Unfortunately, BI environments are much harder and more expensive to return to a pristine environment. Over time, many queries become suboptimized because of changes we make to logical models, physical schema, or indexes or because we create incompatibilities when we upgrade or replace drivers and other software. Each time we touch any part of the BI environment, we create a ripple effect of problems that makes IT adverse to making any changes at all, even to fix known problems! One data architect recently confessed to me, “I’ve been trying 10 years to get permission to get rid of one table in our data warehousing schema that is adversely affecting performance, but I haven’t succeeded.”

But when IT is slow to make changes and maintenance efforts begins to dwarf development initiatives, then the business revolts and refuses to work with IT and fund its projects.
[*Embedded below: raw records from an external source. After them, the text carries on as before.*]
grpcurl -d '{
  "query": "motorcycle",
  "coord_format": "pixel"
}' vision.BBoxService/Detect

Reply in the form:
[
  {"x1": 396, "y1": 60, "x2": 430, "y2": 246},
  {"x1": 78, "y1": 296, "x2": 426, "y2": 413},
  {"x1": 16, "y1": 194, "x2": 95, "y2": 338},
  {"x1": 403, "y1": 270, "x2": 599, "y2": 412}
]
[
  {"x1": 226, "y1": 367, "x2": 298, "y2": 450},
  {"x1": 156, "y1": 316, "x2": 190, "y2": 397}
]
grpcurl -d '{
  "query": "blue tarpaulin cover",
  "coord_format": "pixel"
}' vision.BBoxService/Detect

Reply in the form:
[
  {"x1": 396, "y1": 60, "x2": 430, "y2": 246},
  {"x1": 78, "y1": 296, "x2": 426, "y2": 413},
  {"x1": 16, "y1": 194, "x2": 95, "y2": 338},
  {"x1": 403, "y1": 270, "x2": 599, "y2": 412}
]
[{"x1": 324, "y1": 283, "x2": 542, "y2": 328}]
The above architect said the solution is “better regression testing.” The idea is that if we perform continuous regression testing, IT will be less hesitant to change things because it will see quickly whether the impact is deleterious or not. However, this is like using a hammer and chisel to chop down a tree. It will work but it’s not very effective.

The better approach is to implement end-to-end metadata so you can see what impact any change in one part of the BI environment will have on every other part. Of course, a metadata management system has been an elusive goal for many years. But we are starting to see new classes of tools emerge that begin to support impact analysis and data lineage. ETL vendors, such as Informatica and IBM, have long offered metadata management tools for the parts of the BI environment they touch. And a new class of tools that I call data warehouse automation tools, which automatically generate star schema and semantic layers for reporting, also provide a glimmer of hope for easier change management and reporting. These tools include Kalido, BI Ready, Wherescape, and Composite Software with its new BI Accelerator product. You’ll hear more about these tools from me in future blogs.